恍惚コラム...

第373回

 街でよく見かけるアンケート調査員。俺は、その風体や内容が怪しくなければ割と協力してみるタイプである。いかにも怪しい、逆に金をだまし取られそうなものならともかく、大手の食品メーカーなどが市場調査会社を雇って行っているアンケートはなかなかマトモである。かなり昔の話になるが、あるとき池袋の路上で行われていたアンケートでは簡単な質問に答えるだけで、そうわずか30分ほどの時間で商品券1,000円分をゲットし、随分と得した気分になったものである。

 また話は変わるが、商売人は常にお得な情報やセールの情報をダイレクトメールやチラシで届けている。ごくごく当たり前の話ではあるが、これは見知らぬ人に商品を安く提供し、お互いに幸せになろうというメッセージではないだろうか。

 そして話はまた変わる。翻って、編集者とは、とくに専門誌の編集者とはどういうものだろうか? これはもう、よく考えるとひどい話なのである。まず、見知らぬ人に電話などでアポをとる。当然、欲しいテーマに詳しそうな人にターゲットは絞ってある。で、「こういうテーマで、こういう締め切りで書いて欲しい」という話をする。時には断られ、時には歓迎され、時にはうまく行きかけていたにもかかわらずこちらの企画不足で破談になることもある。

 つまり俺が何を言いたいのかと言えば、冒頭の2点は「見知らぬ人に何かを頼むのだから、当然のオトク感&見返りをすぐに用意しよう」という姿勢であるのに対し、最後の編集者の所業は「見知らぬ人に何かを頼んだうえ、そのことはその場では決して終わらず、締め切りと安い稿料でしばらく拘束しよう(?)」というお話なのだ。日々こんなことを続けていたら、いつかバチが当たるのではないか。

 読者からは「原稿料を払うのだからいいではないか」という声も聞こえてきそうだが、そもそも雑誌の原稿料などたかが知れている。30ページほど書いても●●万円(知りたい人はメールください^^;)だし、1ページもののコラムにいたっては●万円(大体分かりますよね?)程度。それを本職の合間に書いていただこうというのだから、いきおい腰は低くなる。と、その前に何としても誌面がメモ用紙になることは避けねばならないから、そもそもカネの話は最後の最後、聞かれれば答えるという状態となる(以前、このへんの話を中村うさぎ氏が週刊文春に書いていて身につまされたことがある)。単行本ならヒットすればそれなりの印税を支払うことができるのだが、雑誌ではまったく書き捨て。どんな内容でも文字数と図表の数で換算されるのだから辛い。
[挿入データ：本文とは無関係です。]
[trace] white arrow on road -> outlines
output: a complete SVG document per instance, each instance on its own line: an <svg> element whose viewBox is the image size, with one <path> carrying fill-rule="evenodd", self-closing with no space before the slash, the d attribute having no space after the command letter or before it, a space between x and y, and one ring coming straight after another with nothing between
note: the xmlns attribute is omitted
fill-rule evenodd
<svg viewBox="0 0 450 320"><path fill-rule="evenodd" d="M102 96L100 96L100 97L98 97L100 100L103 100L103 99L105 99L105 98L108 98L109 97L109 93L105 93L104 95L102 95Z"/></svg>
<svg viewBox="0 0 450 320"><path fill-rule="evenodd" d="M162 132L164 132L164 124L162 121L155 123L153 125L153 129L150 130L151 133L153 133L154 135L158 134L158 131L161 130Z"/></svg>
 また、俺が対象としているのは本職の作家ではなく、あくまでもある技術をもって日々の仕事に従事している人であるからして、締め切りの設定もかなりシビアとなる。これが有名な出版社で、どんどん持ち込みが来るマンガや小説の編集をしているのならともかく、こちらは相当前から書ける人をキープしておかねばならないのだ。まったく大出版社がうらやましい。しかし、結果としてこちらが吟味し、頭を下げてお願いした原稿のほうがクオリティは上がるのだから皮肉なものだ。

 もちろん、これはこれですべて断られるというわけでもない。稿料や締め切りは度外視し、後進の育成や業界の発展のために喜んで執筆してくださる方もいる。こちらが欲しい原稿と、こういう著者がうまくマッチングしたときほど気持ちの良いものはない。また、ときには投稿で「これは」というものも見つかるから、悲観すべき事ばかりではないのだ。今、俺のいる編集部では来年の企画真っ盛りである。せめて気持ちよく、まだ見ぬ著者に原稿を書いていただくべく日々奮闘中なのである。